Elle pointe ma poitrine où était encore accroché mon badge d'infirmière.
« - Oh ! Je l'avais oublié celui là ! Et toi tu es ?
- Clea. »
Je retire mon badge distraitement et scanne la petite Cléa du regard comme j'ai l'habitude de le faire.
Elle était vraiment une toute petite personne, aux cheveux brun et long, aux yeux foncés et sans trace de maquillage, le tout encadré d'une tête ovale. Ses pieds chaussés de Doc Martens, son chemisier noir avec des… des fanfreluches, des sortes de froufrous, et son jean informe mais soulignant joliement la courbe de ses hanches, montraient qu'elle avait un style bien à elle. On ne pouvait pas dire qu'elle était belle, elle n'attirait pas le regard, mais son visage peu harmonieux et sans fard associé à son style si particulier criait ce désir d'originalité qui se dégageait d'elle.
« - Tu voyages avec lui depuis longtemps ?
- Oh, oui, ça doit faire un mois et demi, déjà… Tu sais des l'instant où tu rentre dans cette machine, tu perds toute notion du temps.
- Mais tu es jeune non ? Tu dois avoir… 15 ans ? 16 ans ? Tu es encore au lycée, non ?
- J'ai 21 ans. »
Elle me lance ces mots avec un regard assasin. Toute trace de sympathie ou de mignonnerie quitte instantanément son visage.
Je sens mes joues devenir cramoisies en même temps que je me confond en excuse.
« - Coline, on devrait partir. » Mon Docteur m'annonce ça subitement, alors que l'autre Docteur aquiesce en silence.
« - Mais pourquoi ? On pourrait faire connaissance non ? C'est dingue, vous êtes tous coincés ? »
Docteur Cheveux s'approche de moi.
« - Écoute… J'aurais été ravi de te connaître plus, mais tu appartiens à mon futur.

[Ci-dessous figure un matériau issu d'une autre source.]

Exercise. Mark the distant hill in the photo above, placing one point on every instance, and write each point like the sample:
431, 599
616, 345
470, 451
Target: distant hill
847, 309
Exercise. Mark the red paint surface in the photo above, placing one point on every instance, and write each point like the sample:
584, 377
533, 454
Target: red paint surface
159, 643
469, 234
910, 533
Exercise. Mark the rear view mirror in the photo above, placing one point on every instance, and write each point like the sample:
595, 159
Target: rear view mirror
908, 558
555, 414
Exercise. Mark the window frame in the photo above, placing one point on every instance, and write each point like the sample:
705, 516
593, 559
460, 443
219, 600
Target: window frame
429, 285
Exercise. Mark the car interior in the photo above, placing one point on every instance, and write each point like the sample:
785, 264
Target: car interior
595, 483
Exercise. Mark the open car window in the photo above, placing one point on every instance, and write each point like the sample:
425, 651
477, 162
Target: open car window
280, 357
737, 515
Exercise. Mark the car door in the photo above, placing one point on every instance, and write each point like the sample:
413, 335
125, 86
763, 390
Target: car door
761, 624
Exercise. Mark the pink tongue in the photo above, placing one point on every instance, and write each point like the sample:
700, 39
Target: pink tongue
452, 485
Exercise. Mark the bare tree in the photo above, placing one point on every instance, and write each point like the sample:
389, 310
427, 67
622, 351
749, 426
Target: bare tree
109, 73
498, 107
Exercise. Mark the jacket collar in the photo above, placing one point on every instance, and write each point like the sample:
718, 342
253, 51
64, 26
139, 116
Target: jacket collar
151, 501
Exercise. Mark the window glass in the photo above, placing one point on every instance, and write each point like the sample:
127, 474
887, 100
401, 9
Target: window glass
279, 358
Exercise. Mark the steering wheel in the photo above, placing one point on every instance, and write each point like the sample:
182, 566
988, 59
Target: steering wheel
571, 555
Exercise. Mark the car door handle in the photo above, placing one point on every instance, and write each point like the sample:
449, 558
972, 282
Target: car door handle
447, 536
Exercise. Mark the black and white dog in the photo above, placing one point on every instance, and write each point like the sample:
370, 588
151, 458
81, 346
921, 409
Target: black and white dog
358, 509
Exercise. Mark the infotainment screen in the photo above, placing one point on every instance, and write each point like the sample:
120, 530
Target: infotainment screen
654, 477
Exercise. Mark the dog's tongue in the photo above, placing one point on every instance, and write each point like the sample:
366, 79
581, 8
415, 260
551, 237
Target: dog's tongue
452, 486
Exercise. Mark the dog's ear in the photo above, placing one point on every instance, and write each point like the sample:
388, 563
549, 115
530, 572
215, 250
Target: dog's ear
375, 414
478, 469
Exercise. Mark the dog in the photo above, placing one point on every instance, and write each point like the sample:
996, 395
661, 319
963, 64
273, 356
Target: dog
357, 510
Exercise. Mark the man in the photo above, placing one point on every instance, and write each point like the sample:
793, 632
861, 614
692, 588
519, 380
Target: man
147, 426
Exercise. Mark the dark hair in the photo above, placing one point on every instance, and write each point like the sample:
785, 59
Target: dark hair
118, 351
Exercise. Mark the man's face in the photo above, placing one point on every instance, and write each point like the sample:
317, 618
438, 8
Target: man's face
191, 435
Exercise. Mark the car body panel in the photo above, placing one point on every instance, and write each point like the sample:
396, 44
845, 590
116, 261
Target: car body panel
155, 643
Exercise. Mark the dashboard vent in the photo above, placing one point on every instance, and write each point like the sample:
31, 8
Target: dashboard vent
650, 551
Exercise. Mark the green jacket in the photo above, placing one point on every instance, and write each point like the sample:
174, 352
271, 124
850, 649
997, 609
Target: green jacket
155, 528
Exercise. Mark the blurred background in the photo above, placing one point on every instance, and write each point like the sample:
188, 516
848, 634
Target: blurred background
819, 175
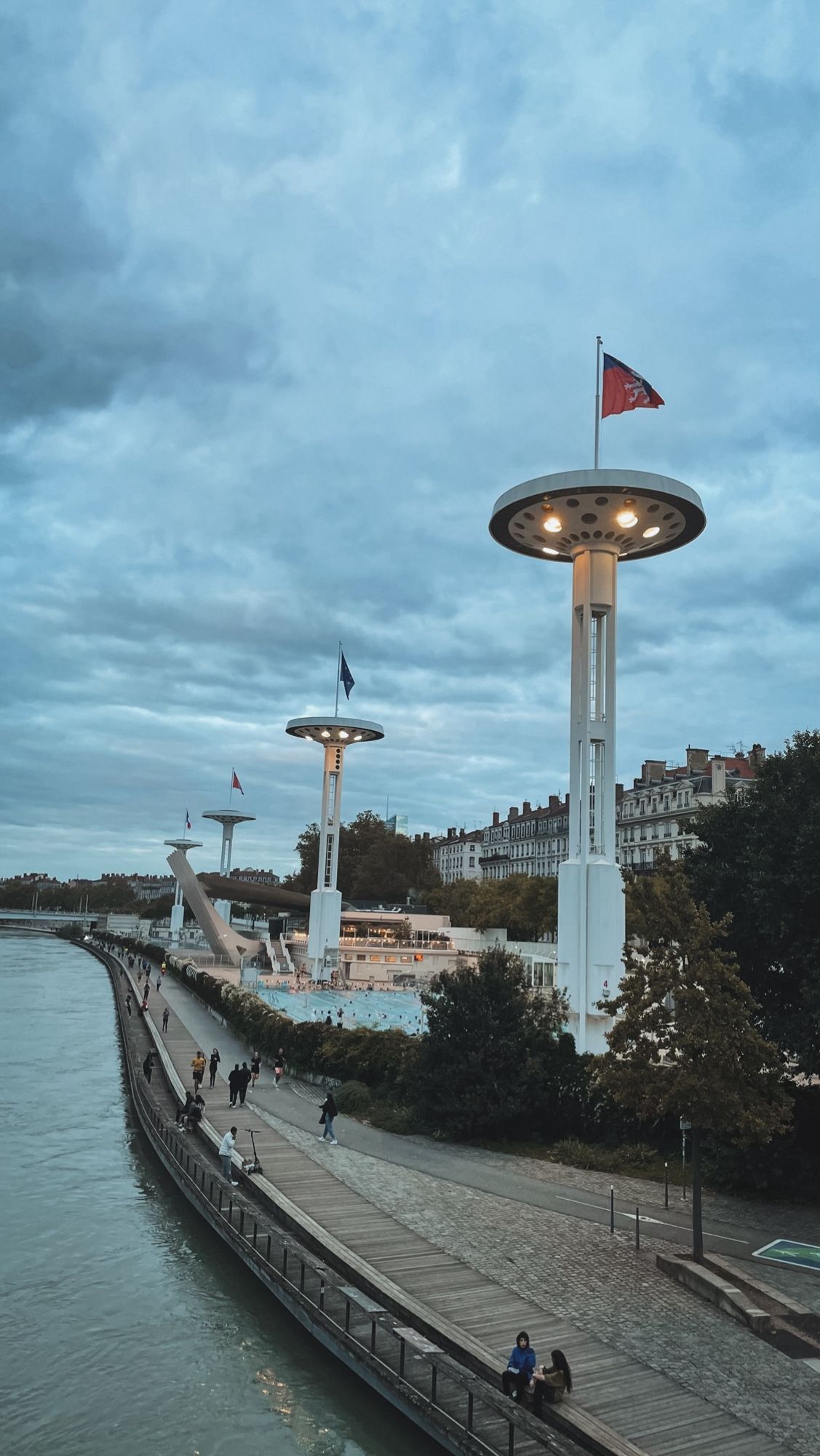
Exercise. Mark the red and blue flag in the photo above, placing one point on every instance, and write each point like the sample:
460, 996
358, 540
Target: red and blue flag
624, 389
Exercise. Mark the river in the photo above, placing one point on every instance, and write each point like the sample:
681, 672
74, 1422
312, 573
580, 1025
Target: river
125, 1327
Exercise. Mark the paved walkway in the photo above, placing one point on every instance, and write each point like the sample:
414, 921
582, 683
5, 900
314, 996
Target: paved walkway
569, 1282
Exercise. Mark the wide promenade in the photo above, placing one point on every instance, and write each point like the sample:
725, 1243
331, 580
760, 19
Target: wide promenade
664, 1371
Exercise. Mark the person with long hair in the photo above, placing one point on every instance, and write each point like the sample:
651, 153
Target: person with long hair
552, 1382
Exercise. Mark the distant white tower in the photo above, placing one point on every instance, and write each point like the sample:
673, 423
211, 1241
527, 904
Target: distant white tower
594, 519
178, 909
335, 735
228, 819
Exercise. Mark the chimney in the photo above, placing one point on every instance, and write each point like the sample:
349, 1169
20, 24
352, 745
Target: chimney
697, 761
757, 756
653, 769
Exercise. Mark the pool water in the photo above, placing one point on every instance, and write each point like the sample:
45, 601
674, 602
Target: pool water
378, 1010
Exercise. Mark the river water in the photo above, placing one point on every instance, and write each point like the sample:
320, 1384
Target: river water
125, 1327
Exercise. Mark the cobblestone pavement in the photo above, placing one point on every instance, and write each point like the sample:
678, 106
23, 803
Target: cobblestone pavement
579, 1272
774, 1219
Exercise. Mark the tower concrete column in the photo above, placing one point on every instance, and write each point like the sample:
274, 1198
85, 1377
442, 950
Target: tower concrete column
178, 909
336, 735
592, 521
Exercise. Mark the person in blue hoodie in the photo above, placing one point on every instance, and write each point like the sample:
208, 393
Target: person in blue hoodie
520, 1368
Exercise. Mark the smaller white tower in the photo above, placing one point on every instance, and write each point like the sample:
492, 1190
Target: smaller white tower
335, 735
228, 819
178, 909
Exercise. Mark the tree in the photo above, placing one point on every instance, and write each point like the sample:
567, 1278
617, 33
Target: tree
527, 906
373, 863
483, 1067
760, 861
685, 1042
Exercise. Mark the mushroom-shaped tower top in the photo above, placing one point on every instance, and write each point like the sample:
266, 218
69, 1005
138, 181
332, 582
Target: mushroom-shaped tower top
335, 730
228, 816
633, 512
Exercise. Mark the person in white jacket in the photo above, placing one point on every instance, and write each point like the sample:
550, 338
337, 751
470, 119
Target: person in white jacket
226, 1150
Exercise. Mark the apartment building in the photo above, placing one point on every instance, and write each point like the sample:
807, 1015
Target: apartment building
455, 855
528, 841
656, 815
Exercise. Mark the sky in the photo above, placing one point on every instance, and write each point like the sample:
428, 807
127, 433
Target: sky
288, 296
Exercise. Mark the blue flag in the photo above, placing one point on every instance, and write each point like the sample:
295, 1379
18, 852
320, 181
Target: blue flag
346, 678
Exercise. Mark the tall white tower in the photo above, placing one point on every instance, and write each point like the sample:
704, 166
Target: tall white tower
228, 819
178, 909
335, 735
594, 519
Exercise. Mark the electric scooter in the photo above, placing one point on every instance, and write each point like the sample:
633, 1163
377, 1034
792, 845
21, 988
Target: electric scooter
252, 1166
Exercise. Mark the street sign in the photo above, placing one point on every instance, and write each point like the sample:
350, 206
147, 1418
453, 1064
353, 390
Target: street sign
790, 1253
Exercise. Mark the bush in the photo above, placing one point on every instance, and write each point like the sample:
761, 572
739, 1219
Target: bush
354, 1099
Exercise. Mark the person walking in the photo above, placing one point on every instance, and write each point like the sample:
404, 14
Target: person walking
552, 1382
226, 1150
520, 1368
329, 1112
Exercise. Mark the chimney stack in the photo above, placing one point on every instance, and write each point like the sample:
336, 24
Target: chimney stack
697, 761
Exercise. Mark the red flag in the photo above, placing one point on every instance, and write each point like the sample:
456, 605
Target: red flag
624, 389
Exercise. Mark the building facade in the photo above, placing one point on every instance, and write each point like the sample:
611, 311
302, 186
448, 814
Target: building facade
527, 842
656, 815
457, 855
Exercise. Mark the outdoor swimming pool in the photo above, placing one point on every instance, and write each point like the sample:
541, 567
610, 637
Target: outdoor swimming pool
378, 1010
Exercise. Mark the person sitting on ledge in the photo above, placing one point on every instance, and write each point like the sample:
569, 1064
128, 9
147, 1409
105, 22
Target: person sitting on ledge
521, 1365
552, 1382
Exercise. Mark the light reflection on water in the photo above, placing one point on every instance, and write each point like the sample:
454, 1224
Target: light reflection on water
124, 1324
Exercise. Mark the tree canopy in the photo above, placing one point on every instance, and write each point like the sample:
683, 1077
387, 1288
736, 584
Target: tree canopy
685, 1039
374, 864
483, 1067
760, 861
525, 905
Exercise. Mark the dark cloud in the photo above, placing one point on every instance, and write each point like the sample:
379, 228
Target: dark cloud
284, 308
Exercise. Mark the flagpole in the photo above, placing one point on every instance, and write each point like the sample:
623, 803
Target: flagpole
600, 341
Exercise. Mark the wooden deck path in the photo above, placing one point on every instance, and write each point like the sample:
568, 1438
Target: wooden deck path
642, 1406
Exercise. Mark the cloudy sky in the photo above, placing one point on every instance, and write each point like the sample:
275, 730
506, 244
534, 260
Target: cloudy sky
288, 295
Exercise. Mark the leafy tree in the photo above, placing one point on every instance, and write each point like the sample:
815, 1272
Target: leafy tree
760, 861
525, 905
685, 1040
373, 863
483, 1067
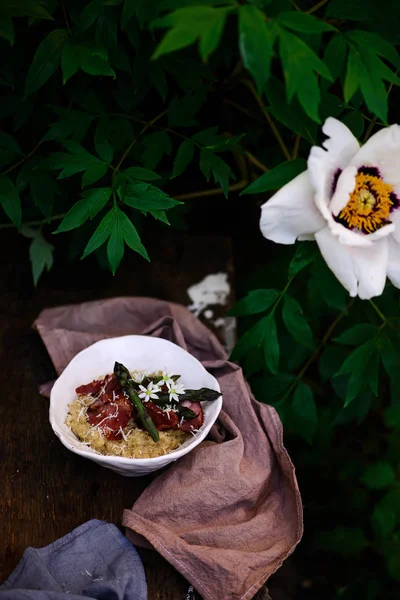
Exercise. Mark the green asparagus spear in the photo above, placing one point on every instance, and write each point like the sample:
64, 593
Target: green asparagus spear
183, 411
124, 377
201, 395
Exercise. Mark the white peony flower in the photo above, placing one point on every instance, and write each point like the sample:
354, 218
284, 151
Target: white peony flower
348, 202
166, 378
150, 392
174, 389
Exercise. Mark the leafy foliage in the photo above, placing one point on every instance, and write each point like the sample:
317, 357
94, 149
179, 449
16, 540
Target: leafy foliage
113, 111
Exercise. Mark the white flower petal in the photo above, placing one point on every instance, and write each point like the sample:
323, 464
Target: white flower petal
345, 186
340, 147
395, 218
382, 232
348, 237
362, 271
291, 212
341, 143
382, 151
337, 257
393, 268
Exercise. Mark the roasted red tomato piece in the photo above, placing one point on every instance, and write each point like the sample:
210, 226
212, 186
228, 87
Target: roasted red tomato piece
112, 385
161, 418
110, 417
90, 388
189, 424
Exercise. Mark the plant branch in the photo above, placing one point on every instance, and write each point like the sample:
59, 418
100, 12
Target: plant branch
20, 162
296, 145
317, 352
143, 130
379, 312
374, 120
270, 122
316, 7
256, 162
38, 222
65, 17
213, 192
143, 122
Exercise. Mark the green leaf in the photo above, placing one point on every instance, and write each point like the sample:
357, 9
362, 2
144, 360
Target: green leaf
70, 60
76, 161
357, 364
24, 8
365, 71
119, 229
291, 115
304, 255
128, 12
140, 173
174, 40
156, 145
145, 196
253, 338
9, 148
335, 56
270, 343
355, 122
92, 202
255, 302
183, 157
46, 60
131, 236
41, 256
348, 541
43, 190
359, 334
277, 177
376, 44
378, 475
225, 144
305, 411
299, 21
158, 79
383, 520
392, 416
181, 111
256, 41
211, 36
211, 163
73, 124
93, 174
388, 355
93, 64
324, 284
300, 64
9, 200
101, 140
7, 29
296, 323
115, 247
189, 24
101, 234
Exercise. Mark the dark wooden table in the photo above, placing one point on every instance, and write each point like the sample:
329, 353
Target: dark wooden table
46, 491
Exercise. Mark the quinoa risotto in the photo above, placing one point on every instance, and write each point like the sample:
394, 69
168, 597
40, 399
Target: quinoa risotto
136, 414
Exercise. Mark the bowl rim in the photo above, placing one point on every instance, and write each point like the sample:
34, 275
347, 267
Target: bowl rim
120, 460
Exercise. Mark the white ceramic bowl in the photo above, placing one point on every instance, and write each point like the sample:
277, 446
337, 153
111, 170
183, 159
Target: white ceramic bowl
136, 352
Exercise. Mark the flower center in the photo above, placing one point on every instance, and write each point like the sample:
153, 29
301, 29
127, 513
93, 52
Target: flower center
370, 204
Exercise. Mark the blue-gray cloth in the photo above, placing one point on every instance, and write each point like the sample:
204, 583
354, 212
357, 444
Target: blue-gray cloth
93, 561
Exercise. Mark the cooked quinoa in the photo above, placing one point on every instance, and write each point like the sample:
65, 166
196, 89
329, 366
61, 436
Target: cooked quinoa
136, 443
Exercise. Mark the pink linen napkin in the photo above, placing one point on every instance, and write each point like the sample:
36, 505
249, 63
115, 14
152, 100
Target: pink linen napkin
228, 513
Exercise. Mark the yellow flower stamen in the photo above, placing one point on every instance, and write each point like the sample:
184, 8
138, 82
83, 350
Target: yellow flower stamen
369, 205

- Comment ça ? Oh non. J'ai compris. »
Je regarde tour à tour les deux Docteur qui me font face, et Cléa, derrière, toujours en train de bouder.
« - Paradoxe temporel… Vous êtes la même personne.
- Exactement. C'est pour ça qu'on doit y aller. Vite.
- D'accord. Désolée de nous avoir amenés ici. On va y aller. »
Je sors en suivant le Docteur, jetant un dernier regard à l'interieur du Tardis. J'aurais bien aimé plus les connaître, surtout la petite Cléa qui en fait n'est pas si petite puisqu'elle est plus vieille que moi de deux ans.
Mais alors qu'on replonge dans la foule, j'entends une voix m'appeler.
Je me retourne et vois Docteur Cheveux courir en tenant mon badge dans la main.
« - Tiens, tu l'as fais tombé tout à l'heure. »
Je prends le badge qu'il me tend, un peu gênée par son regard insistant sur moi.
« - Je ne savais pas que tu avais 19 ans. Fais attention à lui, Coline. Et fais attention à toi. »
Je rougis et hoche bêtement la tête, incapable de dire un mot. Il me sourit, me fais un rapide signe de la main et repart.